My screen is busted and the wifi is shit because I’m on a greyhound but I really want to type this up anyway. . I’m going through with it. All of it. Over the past year I’ve been fixing myself up with purpose instead of being blindly dragged along with whatever career plan or life choice I’m led into. I need to do this now.


But before I finish completely bettering myself. Before I talk to you. I need to become a stronger person. I’m scared, Souza.. If I allow myself to let the anger or sadness take over I’ll become no better if not worse than who I used to be.  I refuse to hurt you again. I don’t care if you end up spitting in my face and kicking me in the dick when you see me. I’ll never bring myself to hurt you ever again. That’s what caused this.


Before I got on my bus I saw the route heading to New Bedford from New York and I was so fucking tempted to ditch my tickets and buy new ones.. But I had my chance. I had that chance twice when you and your family visited the city, but I was too much of a coward back then. I ran away from every chance to see you because I was just as scared then as I am now of you.

I was still scared of actually “throwing everything away”. I thought that I’d have a backup ride or driver when I go to apologize to you, but I finally figured out that I need to do it alone. I need some fucking humility, so if it blows up in my face then I guess that’s that.

If I get beaten to a pulp by your family, or the cops called on me, that’d be fine. Worse case scenario is you ignoring me in person just as easily as you ignore me on here.. In which case I won’t try and stop you. I will stare at your ass as you walk away though, out of spite of course.
If I’m ever going to approach you, I need to toughen up.

When I raged after your reply blog post which basically put me on blast, it was the wrong thing to do. Even though you were a dickhead in your response, it wasn’t right for me to get angry again.. Because you had every right to be angry. You still do.

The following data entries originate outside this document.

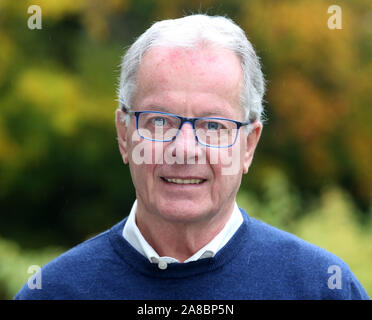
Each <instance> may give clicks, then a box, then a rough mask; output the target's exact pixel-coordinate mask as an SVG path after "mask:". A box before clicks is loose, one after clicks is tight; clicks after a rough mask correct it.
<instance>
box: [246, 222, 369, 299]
mask: <svg viewBox="0 0 372 320" xmlns="http://www.w3.org/2000/svg"><path fill="white" fill-rule="evenodd" d="M249 219H250V228H249V229H250V239H251V241H252V247H251V250H252V256H253V257H252V258H253V260H252V261H251V262H253V263H257V264H261V267H262V268H263V269H265V268H266V267H267V269H268V270H267V272H271V273H272V275H273V276H274V277H276V278H277V279H284V278H285V279H286V280H289V282H291V281H292V282H293V284H297V285H299V284H301V285H302V289H303V293H304V292H306V291H307V292H312V293H313V294H314V297H316V298H317V299H369V298H368V295H367V293H366V292H365V290H364V289H363V287H362V285H361V284H360V283H359V281H358V280H357V278H356V277H355V275H354V274H353V273H352V271H351V270H350V268H349V266H348V265H347V264H346V263H345V262H344V261H343V260H342V259H341V258H339V257H338V256H336V255H335V254H333V253H331V252H329V251H327V250H325V249H324V248H321V247H319V246H316V245H314V244H312V243H310V242H308V241H305V240H303V239H301V238H299V237H298V236H296V235H294V234H291V233H289V232H286V231H284V230H281V229H278V228H276V227H273V226H271V225H269V224H267V223H265V222H263V221H261V220H258V219H255V218H249ZM337 280H339V283H337ZM303 298H306V294H305V293H304V296H303Z"/></svg>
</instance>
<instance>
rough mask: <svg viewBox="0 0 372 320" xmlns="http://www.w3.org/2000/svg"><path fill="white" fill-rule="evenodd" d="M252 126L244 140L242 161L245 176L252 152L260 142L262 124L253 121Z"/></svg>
mask: <svg viewBox="0 0 372 320" xmlns="http://www.w3.org/2000/svg"><path fill="white" fill-rule="evenodd" d="M251 126H253V128H252V131H251V132H250V133H249V135H247V136H246V138H245V141H244V142H245V143H246V148H245V153H244V160H243V173H244V174H246V173H247V172H248V169H249V167H250V166H251V163H252V160H253V155H254V151H255V149H256V146H257V144H258V141H259V140H260V136H261V132H262V123H261V122H259V121H255V122H254V123H252V124H251Z"/></svg>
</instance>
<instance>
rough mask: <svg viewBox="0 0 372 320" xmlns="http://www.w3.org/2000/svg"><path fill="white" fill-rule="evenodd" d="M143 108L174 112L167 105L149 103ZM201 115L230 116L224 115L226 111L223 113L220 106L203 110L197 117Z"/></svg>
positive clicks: (221, 116)
mask: <svg viewBox="0 0 372 320" xmlns="http://www.w3.org/2000/svg"><path fill="white" fill-rule="evenodd" d="M145 109H146V110H149V111H161V112H166V113H172V114H176V113H174V112H173V111H171V110H169V109H168V108H167V107H163V106H161V105H150V106H147V107H145ZM202 117H221V118H226V117H230V115H226V113H224V111H223V109H222V108H216V110H213V111H205V112H203V113H201V114H199V115H198V116H197V118H202Z"/></svg>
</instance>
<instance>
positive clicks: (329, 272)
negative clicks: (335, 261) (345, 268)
mask: <svg viewBox="0 0 372 320" xmlns="http://www.w3.org/2000/svg"><path fill="white" fill-rule="evenodd" d="M328 273H330V274H332V275H331V276H330V277H329V278H328V288H329V289H331V290H334V289H342V283H341V281H342V274H341V268H340V267H339V266H337V265H331V266H329V268H328Z"/></svg>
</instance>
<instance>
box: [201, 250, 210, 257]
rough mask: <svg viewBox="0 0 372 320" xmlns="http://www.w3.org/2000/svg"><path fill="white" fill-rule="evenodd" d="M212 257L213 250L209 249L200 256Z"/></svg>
mask: <svg viewBox="0 0 372 320" xmlns="http://www.w3.org/2000/svg"><path fill="white" fill-rule="evenodd" d="M212 257H213V251H210V250H207V251H205V252H204V253H203V255H202V256H201V257H200V258H201V259H205V258H212Z"/></svg>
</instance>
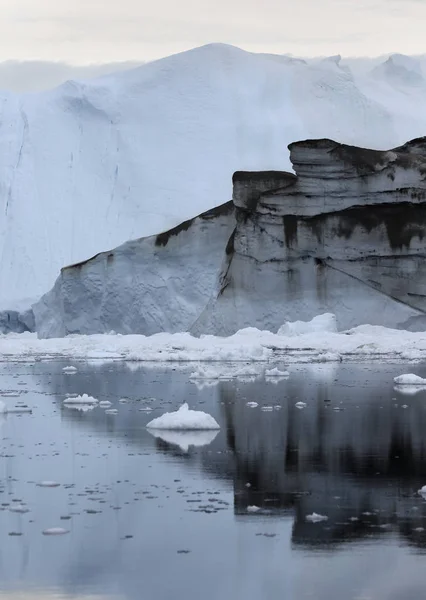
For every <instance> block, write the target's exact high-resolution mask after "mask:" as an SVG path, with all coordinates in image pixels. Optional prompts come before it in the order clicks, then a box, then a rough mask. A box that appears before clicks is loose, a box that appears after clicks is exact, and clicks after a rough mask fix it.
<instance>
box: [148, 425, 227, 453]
mask: <svg viewBox="0 0 426 600" xmlns="http://www.w3.org/2000/svg"><path fill="white" fill-rule="evenodd" d="M148 431H149V433H150V434H151V435H153V436H154V437H155V438H158V439H161V440H163V442H166V443H167V444H172V445H174V446H178V447H179V448H180V449H181V450H182V451H183V452H188V451H189V447H190V446H195V447H197V448H201V447H202V446H208V445H209V444H211V443H212V441H213V440H214V439H215V437H216V436H217V434H218V430H217V429H216V430H205V431H201V430H200V431H173V430H166V429H162V430H157V429H149V430H148Z"/></svg>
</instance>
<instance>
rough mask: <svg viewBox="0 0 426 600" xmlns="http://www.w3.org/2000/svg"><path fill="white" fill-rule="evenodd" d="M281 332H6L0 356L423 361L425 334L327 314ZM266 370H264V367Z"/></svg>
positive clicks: (254, 362)
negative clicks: (337, 322)
mask: <svg viewBox="0 0 426 600" xmlns="http://www.w3.org/2000/svg"><path fill="white" fill-rule="evenodd" d="M320 323H321V324H322V330H321V327H320V326H319V324H320ZM281 331H283V332H285V331H290V332H291V334H290V335H286V334H284V335H283V334H281V333H276V334H274V333H271V332H270V331H261V330H259V329H255V328H246V329H243V330H241V331H238V332H237V333H235V334H234V335H232V336H228V337H216V336H210V335H206V336H202V337H200V338H197V337H193V336H191V335H190V334H189V333H176V334H168V333H159V334H155V335H152V336H143V335H107V334H106V335H82V336H78V335H75V336H68V337H66V338H60V339H44V340H40V339H37V337H36V335H35V334H31V333H23V334H12V333H11V334H8V335H3V336H2V335H0V357H1V359H2V360H20V361H34V360H35V359H36V360H49V359H55V358H58V357H67V358H68V359H71V358H72V359H73V360H92V361H97V360H100V361H103V360H105V359H106V360H126V361H161V362H164V363H176V362H185V361H196V362H200V361H208V362H223V361H226V362H245V363H247V362H251V363H259V364H261V363H265V364H266V363H267V364H268V365H274V364H279V365H280V366H281V365H282V364H283V362H286V363H294V362H310V363H312V362H320V363H324V362H340V361H354V360H355V361H358V362H359V361H362V360H367V361H369V362H370V361H372V360H380V361H383V360H387V359H392V360H402V361H413V362H417V361H419V360H425V359H426V332H409V331H399V330H395V329H386V328H384V327H378V326H371V325H362V326H359V327H356V328H354V329H351V330H347V331H342V332H340V333H337V332H335V330H334V319H331V318H330V315H324V316H320V317H317V318H316V319H315V320H313V321H312V322H311V323H310V324H309V323H305V324H304V325H303V327H302V326H301V324H300V323H299V324H297V325H295V326H293V327H292V326H291V324H287V327H285V328H284V327H283V328H282V329H281ZM297 332H300V333H299V334H297ZM267 370H268V372H269V371H270V367H269V366H268V369H267ZM253 373H255V371H252V370H251V369H250V374H253ZM265 375H266V371H265ZM285 375H286V376H287V374H285ZM266 376H267V375H266ZM219 379H220V377H219Z"/></svg>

I’m really sorry for making you delete your blog. I never found it funny to take it, and I only said that to seem like a smug dick. It did feel nice to have something that belonged to you though, so I didn’t lie about that. I miss you so much it’s actually fucking with me. I need to tell you something that I won’t share over the blog. I’ll end up telling you either when you finally give me a direct reply or when I go to MA myself. It’s something that I have to do very soon.

I know that you don’t love me. I get it. I really do. I don’t want to get back together with you, but I don’t want you out of my life either. I’m going to try whatever I can to get you back into it, even if it kills me. I need to hear your voice again. I need to hear your laugh at least one more time. I’m sorry that I feel as if I need these things, I mean you never asked for this,and you certainly don’t deserve it.

I’ll probably end up posting this tonight since I’m not too sure how long this bus ride is gonna be.. That and I’m kind of tired of looking at my cracked monitor. It’s a sad reminder that travel bags are full of shit and not meant for all types of travel. Seriously, fuck travel bags.
I love you and I swear on my life that I’m going to prove it to you until the very end. If that means leaving you alone forever then that’s the way it has to be.. But I’m going to be the one who decides that. Not you.

Expect dickbutts in the mail.

I love you, but if you think that this is all some sort of ploy and I’m still the same person from back then, then so be it. I know that I lost your trust because of everything that happened, and I know that there have been ragefit speedbumps from both of us but you can’t say that I didn’t try. I’ve tried damn hard over the past three years and it’s amounted to nothing but me holding myself back from things.

The part that really hurts about all of this is that you absolutely don’t care. I’d say that I can’t blame you for it, but I do. You didn’t “get tired and sick” of anything. You ran away. Twice if you count the time you ditched this blog. Even then, you were too scared to talk to me directly because of what happened between us.

I want nothing more than your happiness, and if you want nothing to do with me then I’ll keep my nose out of things. I will be sending you hand drawn dickbutts in the mail for the rest of your life though. I don’t give a fuck if I seem like a creep or a stalker to anyone, and I don’t care how stubborn you plan to be for the rest of your life. This isn’t just about you. It never was even though you’ve selfishly acted like it.